Discovery Capital Management, with USD900 million under management, is considering launching a second hedge fund, which would be a multi-strategy product and use more derivatives than its existing fund. Harry Krensky, co-manager of the Discovery Global Opportunity Fund, said the new fund may include strategies such as long/short equity, macro, model and discretionary trading as well as invest in emerging markets.
The existing USD450 million emerging market macro hedge fund uses interest-rate futures and options, foreign exchange forwards and credit-default swaps, Krensky said, adding that the new fund would have the mandate to use those instruments as well. Where it would differ, however, is that the existing fund only buys equity options, whereas in the new vehicle Discovery would consider selling volatility as well.

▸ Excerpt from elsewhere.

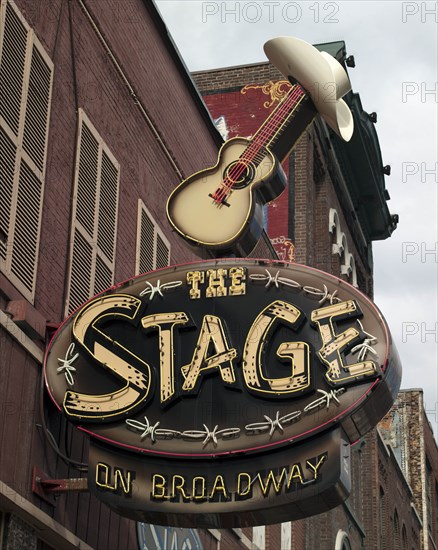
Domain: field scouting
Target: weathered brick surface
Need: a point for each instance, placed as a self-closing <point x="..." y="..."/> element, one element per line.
<point x="378" y="514"/>
<point x="241" y="96"/>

Krensky said the second fund will look at buying out-of-the money equity puts when the fund managers believe volatility is mispriced. Although company blowups are not typical or frequent, the fund will try to identify companies where there is a credit risk, but the options are not pricing-in that risk. Another strategy would be selling single-stock call options on a basket of correlated individual stocks while buying puts on the same stock index. In this case, Krensky said a manager can get paid some volatility without taking on much more additional risk.
The firm is looking seriously at the idea of launching the new fund within the next three to four months. He added that it is too early to talk about the size of the fund or any other specific details.